And You Call Yourself an Architect

On a Saturday morning last May, Ben and I took a tour of Louis Kahn’s Trenton Bath House, recently restored by the contractor, Kirby Wu. It was the first time either of us had visited the site, even though Ben had been an architecture student at Penn while Kahn’s legacy was still quite potent there, […]

On a Saturday morning last May, Ben and I took a tour of Louis Kahn’s Trenton Bath House, recently restored by the contractor, Kirby Wu. It was the first time either of us had visited the site, even though Ben had been an architecture student at Penn while Kahn’s legacy was still quite potent there, and I had been an architecture student at Princeton before Kahn’s death in 1974. Princeton had something of a split personality those days; both the New York Five and the Philadelphia School reigned.
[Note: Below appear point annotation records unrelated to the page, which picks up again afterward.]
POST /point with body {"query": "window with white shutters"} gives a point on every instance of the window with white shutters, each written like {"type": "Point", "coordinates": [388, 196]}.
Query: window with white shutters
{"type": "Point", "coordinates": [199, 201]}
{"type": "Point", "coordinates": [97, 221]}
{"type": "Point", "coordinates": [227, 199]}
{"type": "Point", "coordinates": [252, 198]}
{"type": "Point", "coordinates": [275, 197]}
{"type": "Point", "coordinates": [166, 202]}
In the decades that passed, we never got to Ewing Township, south of Trenton, New Jersey to see one of the seminal masterworks of one of the greatest architects of the twentieth century.  No excuses.
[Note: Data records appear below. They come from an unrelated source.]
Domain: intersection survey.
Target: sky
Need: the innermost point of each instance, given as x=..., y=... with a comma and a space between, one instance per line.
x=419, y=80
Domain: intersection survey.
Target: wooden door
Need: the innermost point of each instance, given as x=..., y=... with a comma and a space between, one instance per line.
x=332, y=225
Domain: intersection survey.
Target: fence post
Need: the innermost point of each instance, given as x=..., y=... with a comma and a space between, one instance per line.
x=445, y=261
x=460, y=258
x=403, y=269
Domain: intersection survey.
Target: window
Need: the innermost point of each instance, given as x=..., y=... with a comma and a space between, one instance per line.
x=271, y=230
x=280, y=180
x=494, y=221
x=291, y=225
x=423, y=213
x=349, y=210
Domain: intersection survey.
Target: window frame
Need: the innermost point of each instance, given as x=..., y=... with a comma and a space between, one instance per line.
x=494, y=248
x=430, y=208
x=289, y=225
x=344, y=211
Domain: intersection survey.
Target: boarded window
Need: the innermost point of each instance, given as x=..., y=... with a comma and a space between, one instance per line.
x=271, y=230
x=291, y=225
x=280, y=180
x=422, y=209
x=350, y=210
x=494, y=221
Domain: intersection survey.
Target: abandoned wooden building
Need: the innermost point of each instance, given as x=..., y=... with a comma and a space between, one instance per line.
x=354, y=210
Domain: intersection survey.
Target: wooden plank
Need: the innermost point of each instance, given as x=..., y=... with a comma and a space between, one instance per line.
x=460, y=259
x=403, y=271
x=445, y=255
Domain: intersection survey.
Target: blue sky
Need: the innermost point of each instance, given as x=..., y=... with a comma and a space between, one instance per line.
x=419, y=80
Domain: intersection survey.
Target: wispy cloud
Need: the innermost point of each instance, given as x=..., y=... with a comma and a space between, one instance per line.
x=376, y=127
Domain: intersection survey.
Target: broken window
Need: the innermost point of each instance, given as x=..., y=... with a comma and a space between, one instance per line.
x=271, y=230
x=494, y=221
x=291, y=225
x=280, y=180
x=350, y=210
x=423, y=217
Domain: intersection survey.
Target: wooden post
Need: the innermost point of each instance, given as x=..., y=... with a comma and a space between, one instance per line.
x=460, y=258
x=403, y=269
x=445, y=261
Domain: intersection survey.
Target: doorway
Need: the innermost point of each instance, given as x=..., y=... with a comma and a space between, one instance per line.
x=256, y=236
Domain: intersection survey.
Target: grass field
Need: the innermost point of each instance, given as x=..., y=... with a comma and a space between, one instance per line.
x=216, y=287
Kahn loved the bathhouse. For him there were no small commissions. “I discovered myself after designing that little concrete block bathhouse in Trenton. From this came a generative force which is recognizable in every building which I have done since,” he once wrote. Completed in 1955 the Bath House was part of a larger commission for the Jewish Community Center and Day Camp, both unrealized, serving the outdoor swimming pool.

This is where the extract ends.